Il avait à présent sur le visage une expression de galopin impertinent et il se sentait tout d’un coup très heureux. Il était redevenu ce vieux Baldini, c’est-à-dire Baldini jeune, courageux et résolu une fois de plus à faire front au destin – même si faire front, c’était en l’occurrence se retirer. Et alors ? Il n’y avait rien d’autre à faire ! Cette époque stupide ne lui laissait pas le choix. Dieu accorde de bonnes époques et des mauvaises, mais il ne veut pas qu’aux époques mauvaises nous nous plaignions et nous lamentions, il veut que nous montrions que nous sommes des hommes. Et Il nous a envoyé un signe. Cette fantasmagorie rouge et or sur la ville, c’était un avertissement : agis, Baldini, avant qu’il soit trop tard ! Ta maison est encore bien assise, tes entrepôts encore pleins, et tu pourras encore obtenir un bon prix de ton fonds de commerce en déclin. Les décisions sont encore entre tes mains. Vieillir modestement à Messine, certes ce n’était pas ton but dans la vie, mais c’est tout de même plus honorable et plus chrétien que de faire somptueusement faillite à Paris. Que les Brouet, les Calteau et les Pélissier triomphent donc tranquillement. Giuseppe Baldini se retire du champ de bataille. Mais il l’aura fait de son propre chef et dans l’honneur !

A présent, il était carrément fier de lui.

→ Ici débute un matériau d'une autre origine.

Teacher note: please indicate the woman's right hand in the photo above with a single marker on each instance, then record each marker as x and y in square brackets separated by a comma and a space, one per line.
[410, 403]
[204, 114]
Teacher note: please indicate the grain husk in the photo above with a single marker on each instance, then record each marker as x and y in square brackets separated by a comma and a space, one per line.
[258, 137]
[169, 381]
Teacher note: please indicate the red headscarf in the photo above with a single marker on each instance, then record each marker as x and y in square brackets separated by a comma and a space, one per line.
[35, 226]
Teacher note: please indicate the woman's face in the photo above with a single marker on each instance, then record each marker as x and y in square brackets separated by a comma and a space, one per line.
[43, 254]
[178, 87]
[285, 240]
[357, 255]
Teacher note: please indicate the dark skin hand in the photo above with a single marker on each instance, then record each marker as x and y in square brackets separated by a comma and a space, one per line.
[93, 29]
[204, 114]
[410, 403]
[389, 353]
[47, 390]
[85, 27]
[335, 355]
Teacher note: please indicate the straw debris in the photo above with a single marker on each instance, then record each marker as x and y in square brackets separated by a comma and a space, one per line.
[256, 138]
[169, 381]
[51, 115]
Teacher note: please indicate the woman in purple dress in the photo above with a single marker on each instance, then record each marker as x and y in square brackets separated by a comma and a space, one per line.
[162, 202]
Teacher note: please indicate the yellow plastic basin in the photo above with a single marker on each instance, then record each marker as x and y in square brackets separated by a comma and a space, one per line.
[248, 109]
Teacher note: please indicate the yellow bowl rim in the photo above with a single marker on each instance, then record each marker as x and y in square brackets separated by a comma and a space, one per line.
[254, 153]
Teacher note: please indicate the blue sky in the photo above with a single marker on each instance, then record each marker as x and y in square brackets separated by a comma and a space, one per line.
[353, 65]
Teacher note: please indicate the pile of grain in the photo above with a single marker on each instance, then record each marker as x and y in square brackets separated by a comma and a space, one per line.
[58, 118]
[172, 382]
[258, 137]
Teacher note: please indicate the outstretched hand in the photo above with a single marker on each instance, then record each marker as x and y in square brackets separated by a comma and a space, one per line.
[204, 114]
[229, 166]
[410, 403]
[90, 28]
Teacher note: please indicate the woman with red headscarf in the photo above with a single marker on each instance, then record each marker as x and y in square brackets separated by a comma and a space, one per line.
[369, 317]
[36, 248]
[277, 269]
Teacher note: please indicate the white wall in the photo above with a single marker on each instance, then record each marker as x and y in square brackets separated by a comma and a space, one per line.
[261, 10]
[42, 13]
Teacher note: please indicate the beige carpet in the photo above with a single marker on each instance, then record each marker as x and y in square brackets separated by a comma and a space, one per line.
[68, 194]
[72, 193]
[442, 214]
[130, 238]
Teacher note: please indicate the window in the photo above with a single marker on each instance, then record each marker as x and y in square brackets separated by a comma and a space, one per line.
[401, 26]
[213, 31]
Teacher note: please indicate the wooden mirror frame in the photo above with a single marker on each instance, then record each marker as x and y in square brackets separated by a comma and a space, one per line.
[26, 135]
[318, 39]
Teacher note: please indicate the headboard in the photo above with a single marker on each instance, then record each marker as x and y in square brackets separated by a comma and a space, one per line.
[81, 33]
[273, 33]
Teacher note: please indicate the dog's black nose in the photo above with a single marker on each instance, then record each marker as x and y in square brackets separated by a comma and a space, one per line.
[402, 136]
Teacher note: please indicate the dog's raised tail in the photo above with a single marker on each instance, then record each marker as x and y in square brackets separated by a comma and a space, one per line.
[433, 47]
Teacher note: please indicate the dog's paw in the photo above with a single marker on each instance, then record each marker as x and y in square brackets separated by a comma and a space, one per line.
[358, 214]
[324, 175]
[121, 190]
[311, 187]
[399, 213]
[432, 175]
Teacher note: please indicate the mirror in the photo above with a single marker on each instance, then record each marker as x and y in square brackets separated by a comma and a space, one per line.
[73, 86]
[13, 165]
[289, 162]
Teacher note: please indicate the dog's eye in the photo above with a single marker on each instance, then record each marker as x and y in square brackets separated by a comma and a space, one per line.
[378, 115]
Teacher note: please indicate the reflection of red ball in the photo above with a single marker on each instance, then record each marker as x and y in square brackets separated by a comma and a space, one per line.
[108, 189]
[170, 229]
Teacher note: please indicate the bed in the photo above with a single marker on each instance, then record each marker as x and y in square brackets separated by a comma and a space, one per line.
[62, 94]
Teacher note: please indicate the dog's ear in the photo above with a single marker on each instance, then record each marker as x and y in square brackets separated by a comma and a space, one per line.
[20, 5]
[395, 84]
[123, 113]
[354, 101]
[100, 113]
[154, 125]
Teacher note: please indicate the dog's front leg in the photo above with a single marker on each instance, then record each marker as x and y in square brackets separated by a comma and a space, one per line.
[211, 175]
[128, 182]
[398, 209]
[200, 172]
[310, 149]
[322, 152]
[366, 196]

Et infiniment soulagé. Pour la première fois depuis bien des années, les courbatures serviles de son échine disparaissaient, qui lui avaient crispé la nuque et ployé toujours plus bas les épaules, et il se tenait droit sans peine, affranchi, libéré et content. Son souffle passait aisément par son nez. Il percevait nettement l’odeur d’« Amor et Psyché » qui régnait dans la pièce, mais cela ne lui faisait plus rien. Baldini avait transformé sa vie et se sentait merveilleusement bien. Il allait maintenant voir sa femme et la mettre au courant de ses décisions, puis il irait à Notre Dame et allumerait un cierge pour remercier Dieu du signe qu’Il lui avait adressé et pour l’incroyable fermeté de caractère qu’Il avait accordée à son serviteur, Giuseppe Baldini.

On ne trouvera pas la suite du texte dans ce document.